Given the tragic recent events in Manchester, there was a visible security presence at Bluedot who did an excellent job of checking people’s bags before entering the festival and each time they entered the main arena. They did this in a light hearted way and always said hello and spoke to the revellers as they came in. We asked what they looking for and they said glass bottles and alcohol.
Camping chairs were also not permitted which seemed to lead to a trend for inflatable sofas. Of course my son wanted one after seeing everybody else’s and it worked very well- it was lightweight, easy to carry around and enabled us to create a safe, highly visible space for him to rest without having a cart around a festival wagon.
The toilets were clean and well maintained, although there could have been a few more of them I think! Disabled access around the site was excellent as the site is used throughout the year as a visitor’s centre.
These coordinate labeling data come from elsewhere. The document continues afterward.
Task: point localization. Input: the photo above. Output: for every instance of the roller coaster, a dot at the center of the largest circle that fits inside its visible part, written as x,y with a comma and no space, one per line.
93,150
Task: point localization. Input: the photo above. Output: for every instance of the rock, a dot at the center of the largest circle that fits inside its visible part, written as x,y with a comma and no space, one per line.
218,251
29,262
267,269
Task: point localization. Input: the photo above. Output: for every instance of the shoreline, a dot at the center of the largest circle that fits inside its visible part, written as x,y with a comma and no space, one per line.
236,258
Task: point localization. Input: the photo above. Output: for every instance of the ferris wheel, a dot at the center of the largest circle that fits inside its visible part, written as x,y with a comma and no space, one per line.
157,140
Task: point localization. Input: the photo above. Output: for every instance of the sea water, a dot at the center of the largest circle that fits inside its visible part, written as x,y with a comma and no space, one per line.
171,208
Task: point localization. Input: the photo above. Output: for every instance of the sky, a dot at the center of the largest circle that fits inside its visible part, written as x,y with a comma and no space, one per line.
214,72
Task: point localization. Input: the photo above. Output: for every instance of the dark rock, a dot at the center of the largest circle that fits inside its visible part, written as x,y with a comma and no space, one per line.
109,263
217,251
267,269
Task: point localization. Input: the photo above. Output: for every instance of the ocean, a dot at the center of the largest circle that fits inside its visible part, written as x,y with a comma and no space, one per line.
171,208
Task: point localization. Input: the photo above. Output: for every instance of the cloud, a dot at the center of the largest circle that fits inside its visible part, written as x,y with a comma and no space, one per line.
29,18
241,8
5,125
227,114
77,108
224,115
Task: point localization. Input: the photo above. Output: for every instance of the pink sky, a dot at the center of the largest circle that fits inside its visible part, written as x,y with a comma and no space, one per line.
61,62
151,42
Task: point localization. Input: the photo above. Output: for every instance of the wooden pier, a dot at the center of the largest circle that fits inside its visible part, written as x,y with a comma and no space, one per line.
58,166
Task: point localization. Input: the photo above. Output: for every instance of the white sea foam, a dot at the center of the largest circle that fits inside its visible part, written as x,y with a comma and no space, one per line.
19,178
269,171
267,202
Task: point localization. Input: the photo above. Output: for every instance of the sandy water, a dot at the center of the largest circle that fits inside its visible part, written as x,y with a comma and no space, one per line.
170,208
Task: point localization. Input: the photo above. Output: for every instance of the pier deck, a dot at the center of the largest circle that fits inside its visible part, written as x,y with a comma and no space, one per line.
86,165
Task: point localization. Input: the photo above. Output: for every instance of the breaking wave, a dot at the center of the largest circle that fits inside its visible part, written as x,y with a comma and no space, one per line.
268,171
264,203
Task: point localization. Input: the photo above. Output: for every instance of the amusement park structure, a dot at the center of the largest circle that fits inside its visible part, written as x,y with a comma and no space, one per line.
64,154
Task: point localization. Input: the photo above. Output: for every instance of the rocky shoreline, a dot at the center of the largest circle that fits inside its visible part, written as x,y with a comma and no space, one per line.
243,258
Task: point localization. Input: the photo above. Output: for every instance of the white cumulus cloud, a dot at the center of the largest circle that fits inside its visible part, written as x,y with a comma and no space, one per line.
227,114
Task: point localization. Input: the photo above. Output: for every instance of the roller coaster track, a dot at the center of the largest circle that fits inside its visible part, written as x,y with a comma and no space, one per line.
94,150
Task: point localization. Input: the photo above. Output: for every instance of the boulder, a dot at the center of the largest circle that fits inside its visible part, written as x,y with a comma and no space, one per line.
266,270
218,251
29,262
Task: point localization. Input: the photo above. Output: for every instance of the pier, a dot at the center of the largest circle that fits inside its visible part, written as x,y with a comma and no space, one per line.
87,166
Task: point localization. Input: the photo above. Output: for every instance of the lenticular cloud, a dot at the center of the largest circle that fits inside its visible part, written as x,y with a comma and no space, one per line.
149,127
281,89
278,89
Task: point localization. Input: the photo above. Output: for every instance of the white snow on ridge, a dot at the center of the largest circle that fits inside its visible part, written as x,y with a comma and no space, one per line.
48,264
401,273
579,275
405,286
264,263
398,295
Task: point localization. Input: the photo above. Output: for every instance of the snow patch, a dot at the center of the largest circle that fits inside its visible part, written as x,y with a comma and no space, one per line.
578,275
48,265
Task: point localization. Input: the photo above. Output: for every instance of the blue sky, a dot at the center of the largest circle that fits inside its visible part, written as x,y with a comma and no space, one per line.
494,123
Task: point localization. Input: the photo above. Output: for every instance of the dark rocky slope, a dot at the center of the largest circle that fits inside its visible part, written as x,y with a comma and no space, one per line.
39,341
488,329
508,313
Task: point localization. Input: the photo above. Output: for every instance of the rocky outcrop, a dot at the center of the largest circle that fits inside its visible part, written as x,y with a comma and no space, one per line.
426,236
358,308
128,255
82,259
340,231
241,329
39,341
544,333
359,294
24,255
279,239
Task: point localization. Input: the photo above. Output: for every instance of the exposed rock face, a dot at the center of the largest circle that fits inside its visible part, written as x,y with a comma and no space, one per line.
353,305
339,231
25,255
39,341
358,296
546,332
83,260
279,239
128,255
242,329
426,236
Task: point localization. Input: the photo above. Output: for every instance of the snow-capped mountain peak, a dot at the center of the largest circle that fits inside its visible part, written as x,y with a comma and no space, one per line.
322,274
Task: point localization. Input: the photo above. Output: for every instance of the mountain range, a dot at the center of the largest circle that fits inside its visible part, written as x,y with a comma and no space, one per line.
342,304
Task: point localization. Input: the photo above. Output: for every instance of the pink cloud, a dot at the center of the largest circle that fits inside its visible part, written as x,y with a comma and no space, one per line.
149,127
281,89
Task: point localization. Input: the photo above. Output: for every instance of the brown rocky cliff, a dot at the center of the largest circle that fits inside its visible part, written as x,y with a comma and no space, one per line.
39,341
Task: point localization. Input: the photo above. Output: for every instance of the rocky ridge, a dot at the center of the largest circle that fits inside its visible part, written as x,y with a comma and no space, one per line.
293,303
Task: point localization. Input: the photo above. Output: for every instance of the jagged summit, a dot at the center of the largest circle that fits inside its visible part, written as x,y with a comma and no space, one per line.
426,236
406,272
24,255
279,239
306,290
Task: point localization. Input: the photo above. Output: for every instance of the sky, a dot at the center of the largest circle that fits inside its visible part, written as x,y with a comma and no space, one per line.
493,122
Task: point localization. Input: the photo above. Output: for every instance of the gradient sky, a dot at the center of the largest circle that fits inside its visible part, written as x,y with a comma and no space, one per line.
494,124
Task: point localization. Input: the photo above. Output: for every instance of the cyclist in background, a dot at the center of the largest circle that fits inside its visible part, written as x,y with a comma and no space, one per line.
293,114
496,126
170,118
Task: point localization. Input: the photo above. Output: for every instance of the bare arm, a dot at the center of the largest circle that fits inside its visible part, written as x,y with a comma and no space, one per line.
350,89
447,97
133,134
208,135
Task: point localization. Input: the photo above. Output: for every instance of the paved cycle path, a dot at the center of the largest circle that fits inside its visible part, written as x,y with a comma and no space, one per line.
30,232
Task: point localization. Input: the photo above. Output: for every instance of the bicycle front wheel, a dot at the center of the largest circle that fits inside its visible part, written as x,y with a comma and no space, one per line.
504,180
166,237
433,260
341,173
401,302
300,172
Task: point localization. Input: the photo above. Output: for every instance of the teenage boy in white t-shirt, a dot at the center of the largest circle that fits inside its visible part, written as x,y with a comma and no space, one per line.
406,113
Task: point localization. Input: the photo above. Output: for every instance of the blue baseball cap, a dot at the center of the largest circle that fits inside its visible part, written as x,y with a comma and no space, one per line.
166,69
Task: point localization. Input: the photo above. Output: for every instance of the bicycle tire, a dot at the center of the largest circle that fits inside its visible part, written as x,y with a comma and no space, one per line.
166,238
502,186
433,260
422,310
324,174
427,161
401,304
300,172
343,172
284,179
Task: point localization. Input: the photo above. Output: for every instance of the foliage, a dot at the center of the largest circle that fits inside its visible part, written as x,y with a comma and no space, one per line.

So there were flat, concrete paths around the site which were then extended to reach the Accessible Camping area.
Flushing toilets, hot showers and plug sockets were available if you paid an extra £30 for club class. These were situated in the main camping area. There were separate camping areas for family camping, early risers and late night owls. All of which were at most a 10 minute walk into the main arena so it was easy to pop back to your tent for a rest and to get changed for the evening.
There were several options available, ranging from pre-erected tents from Tangerine fields (both 2 man and 4 man tents) to beautiful lotus bell tents.
Bluedot is an absolutely wonderful, inspiring and uplifting experience for children and grown-ups of all ages. I would say that my seven year old son was a perfect age to enjoy the activities and I’m less sure whether this would appeal to teens unless of course they are interested in science. This could be a challenge for bluedot to consider for next year. Perhaps they could come up with some teen friendly programming/ DJing/ digital music creation workshops.
I am so glad that we had the opportunity to try this festival as it was different to other festivals that we have been to. It wasn’t a child-oriented festival yet was wonderful for children. We would definitely go again and encourage all of our friends to join us with their families. I have been to a lot of festivals in my time and this will stand out as one of the best experiences we have ever had. Bluedot will remain in our hearts and memories for a long time! My son’s words were, “it was the best festival I have ever ever been to”.